Full Report
According to a complaint filed by a former employee, cybercriminals exfiltrated records that held personal information like names and Social Security numbers belonging to 76,000 current and former employees of Paradies Shops.
Analysis Summary
# Incident Report: Paradies Shops Ransomware Data Breach and Subsequent Settlement
## Executive Summary
In October 2020, the airport retailer Paradies Shops suffered a ransomware attack, reportedly executed by the REvil group, leading to the exfiltration of personal data belonging to approximately 76,000 current and former employees. The company took eight months to notify data breach victims and state attorneys general, resulting in a class-action lawsuit alleging negligence and delayed notification. The incident concluded with the company agreeing to a preliminary $6.9 million settlement.
## Incident Details
- **Discovery Date:** Not explicitly stated, but breach activity concluded in October 2020, and notifications occurred eight months later (mid-2021).
- **Incident Date:** October 2020
- **Affected Organization:** Paradies Shops (Airport retailer with operations across U.S. and Canadian airports)
- **Sector:** Retail/Hospitality (Airport Concessions)
- **Geography:** U.S. and Canada (Atlanta-based headquarters)
## Timeline of Events
### Initial Access
- **Date/Time:** Five days in October 2020
- **Vector:** Ransomware attack, reportedly attributed to the REvil group. (Specific initial access vector not detailed in source.)
- **Details:** Attackers accessed the company's administrative system over a five-day period.
### Lateral Movement
- Details regarding extensive lateral movement were not provided, other than the attackers successfully accessed records containing employee PII.
### Data Exfiltration/Impact
- Cybercriminals exfiltrated records containing personal information, including names and Social Security numbers, belonging to 76,000 current and former employees.
### Detection & Response
- **How it was discovered:** Not specified.
- **Response actions taken:** Notifications were sent to data breach victims and state attorneys general eight months after the incident. The company later agreed to a $6.9 million class-action settlement.
## Attack Methodology
- **Initial Access:** Ransomware delivery mechanism unknown; access gained to administrative systems.
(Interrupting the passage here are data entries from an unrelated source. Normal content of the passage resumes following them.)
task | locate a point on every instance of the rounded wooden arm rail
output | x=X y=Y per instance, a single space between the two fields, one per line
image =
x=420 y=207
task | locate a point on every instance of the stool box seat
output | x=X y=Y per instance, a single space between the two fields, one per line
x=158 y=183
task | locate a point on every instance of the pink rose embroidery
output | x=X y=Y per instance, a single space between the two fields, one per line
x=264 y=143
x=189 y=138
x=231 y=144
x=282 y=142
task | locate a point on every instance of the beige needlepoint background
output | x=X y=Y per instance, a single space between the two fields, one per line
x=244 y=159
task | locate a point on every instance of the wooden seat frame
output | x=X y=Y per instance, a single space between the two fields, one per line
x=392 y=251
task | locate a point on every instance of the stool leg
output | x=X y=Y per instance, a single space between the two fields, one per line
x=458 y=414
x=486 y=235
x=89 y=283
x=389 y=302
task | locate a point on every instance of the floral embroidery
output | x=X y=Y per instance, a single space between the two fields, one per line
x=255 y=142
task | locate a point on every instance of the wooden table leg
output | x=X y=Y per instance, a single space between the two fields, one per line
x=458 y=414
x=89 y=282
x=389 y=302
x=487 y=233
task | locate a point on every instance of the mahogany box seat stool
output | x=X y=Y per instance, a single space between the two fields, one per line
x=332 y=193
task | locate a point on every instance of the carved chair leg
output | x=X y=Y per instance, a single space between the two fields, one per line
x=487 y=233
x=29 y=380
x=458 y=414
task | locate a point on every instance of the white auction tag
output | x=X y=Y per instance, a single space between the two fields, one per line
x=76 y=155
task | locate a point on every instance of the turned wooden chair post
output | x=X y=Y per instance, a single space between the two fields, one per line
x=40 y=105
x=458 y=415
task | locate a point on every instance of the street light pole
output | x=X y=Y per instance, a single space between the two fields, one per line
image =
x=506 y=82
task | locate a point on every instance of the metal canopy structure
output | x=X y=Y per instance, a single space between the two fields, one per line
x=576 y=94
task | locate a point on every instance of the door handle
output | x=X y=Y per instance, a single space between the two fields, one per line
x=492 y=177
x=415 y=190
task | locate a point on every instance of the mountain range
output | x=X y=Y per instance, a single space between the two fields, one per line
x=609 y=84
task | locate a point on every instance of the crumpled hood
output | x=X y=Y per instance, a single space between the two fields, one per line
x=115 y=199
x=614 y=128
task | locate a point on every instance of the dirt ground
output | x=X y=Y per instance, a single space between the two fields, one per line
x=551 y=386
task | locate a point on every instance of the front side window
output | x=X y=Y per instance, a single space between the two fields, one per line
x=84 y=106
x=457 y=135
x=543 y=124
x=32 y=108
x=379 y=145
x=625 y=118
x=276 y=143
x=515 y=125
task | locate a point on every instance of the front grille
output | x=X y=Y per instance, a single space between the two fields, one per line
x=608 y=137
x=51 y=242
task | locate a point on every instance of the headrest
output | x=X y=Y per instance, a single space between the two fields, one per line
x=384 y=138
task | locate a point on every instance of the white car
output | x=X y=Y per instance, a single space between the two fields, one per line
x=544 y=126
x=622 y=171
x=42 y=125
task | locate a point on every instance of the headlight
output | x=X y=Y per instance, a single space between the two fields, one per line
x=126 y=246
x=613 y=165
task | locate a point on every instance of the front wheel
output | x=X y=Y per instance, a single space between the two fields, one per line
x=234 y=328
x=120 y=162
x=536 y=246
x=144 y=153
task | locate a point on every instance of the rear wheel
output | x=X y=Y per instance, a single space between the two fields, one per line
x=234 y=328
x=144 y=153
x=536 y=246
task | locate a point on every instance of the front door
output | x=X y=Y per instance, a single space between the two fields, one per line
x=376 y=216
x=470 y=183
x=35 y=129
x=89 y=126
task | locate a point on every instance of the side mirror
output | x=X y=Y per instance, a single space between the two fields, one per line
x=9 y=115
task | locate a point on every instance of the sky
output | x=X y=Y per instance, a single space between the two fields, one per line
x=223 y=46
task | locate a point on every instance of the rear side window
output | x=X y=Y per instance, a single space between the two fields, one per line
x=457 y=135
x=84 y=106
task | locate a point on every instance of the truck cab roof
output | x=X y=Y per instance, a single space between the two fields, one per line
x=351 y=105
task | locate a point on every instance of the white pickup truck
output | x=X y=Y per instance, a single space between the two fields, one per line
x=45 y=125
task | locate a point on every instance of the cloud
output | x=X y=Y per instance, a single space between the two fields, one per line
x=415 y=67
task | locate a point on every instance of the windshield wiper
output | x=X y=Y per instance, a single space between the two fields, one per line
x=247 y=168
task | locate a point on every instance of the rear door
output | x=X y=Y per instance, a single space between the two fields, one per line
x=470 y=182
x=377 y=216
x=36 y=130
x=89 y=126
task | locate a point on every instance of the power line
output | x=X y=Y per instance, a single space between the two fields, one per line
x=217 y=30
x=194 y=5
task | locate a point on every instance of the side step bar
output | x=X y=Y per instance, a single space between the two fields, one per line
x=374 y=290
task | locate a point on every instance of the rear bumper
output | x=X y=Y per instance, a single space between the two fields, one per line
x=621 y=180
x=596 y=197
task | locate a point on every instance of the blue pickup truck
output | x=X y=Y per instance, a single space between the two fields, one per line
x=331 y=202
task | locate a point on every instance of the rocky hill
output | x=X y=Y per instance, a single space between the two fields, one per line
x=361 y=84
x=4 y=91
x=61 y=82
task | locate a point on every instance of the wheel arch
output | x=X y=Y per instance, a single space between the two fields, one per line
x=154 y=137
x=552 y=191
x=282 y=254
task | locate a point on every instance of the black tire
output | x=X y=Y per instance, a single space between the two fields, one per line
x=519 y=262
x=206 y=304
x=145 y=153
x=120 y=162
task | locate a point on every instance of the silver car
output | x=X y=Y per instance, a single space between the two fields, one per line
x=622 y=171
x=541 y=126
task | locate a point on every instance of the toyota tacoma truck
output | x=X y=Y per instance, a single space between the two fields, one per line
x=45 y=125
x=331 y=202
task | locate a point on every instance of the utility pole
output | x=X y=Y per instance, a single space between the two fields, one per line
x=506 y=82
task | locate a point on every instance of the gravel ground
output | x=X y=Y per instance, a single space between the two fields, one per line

- **Persistence:** Not detailed.
- **Privilege Escalation:** Not detailed.
- **Defense Evasion:** Not detailed.
- **Credential Access:** Implied by the exfiltration of PII including Social Security numbers.
- **Discovery:** Not detailed.
- **Lateral Movement:** Successfully moved to access employee data stores.
- **Collection:** Gathered records containing PII (names, SSNs).
- **Exfiltration:** Data was stolen/exfiltrated by the threat actors.
- **Impact:** Encryption/disruption (implied by ransomware designation) and large-scale PII theft.
## Impact Assessment
- **Financial:** Preliminary settlement of $6.9 million to resolve class-action lawsuit.
- **Data Breach:** Personal information (names, Social Security numbers) of 76,000 current and former employees.
- **Operational:** Not detailed regarding immediate operational shutdown, but the incident led to significant legal and financial ramifications.
- **Reputational:** Subjected to a class-action lawsuit alleging negligence and delayed transparency.
## Indicators of Compromise
- **Network indicators - defanged:** None specified.
- **File indicators:** None specified.
- **Behavioral indicators:** Compromise of administrative systems, data exfiltration over five days in October 2020.
## Response Actions
- **Containment:** Not specified, but containment efforts would have been required following the ransomware deployment.
- **Eradication:** Not detailed.
- **Recovery actions:** Actions taken to resume normal business operations following the intrusion and system compromise. Subsequently, the organizational response involved legal settlement negotiations.
## Lessons Learned
- The eight-month notification delay following the breach discovery drew significant legal scrutiny and fueled the class-action suit.
- The organization was accused of being negligent and careless in protecting collected employee data.
- Legal fees and settlement costs associated with data breaches (even when denying wrongdoing) can be substantial ($6.9M settlement).
## Recommendations
- Implement robust, timely incident response protocols mandating disclosure timelines compliant with state and federal regulations.
- Review and enhance data protection measures, particularly those securing sensitive employee PII like Social Security Numbers, especially when dealing with administrative systems targeted by ransomware groups.
- Conduct regular comprehensive security assessments to identify and remediate vulnerabilities that could facilitate prolonged access (five days demonstrated in this case).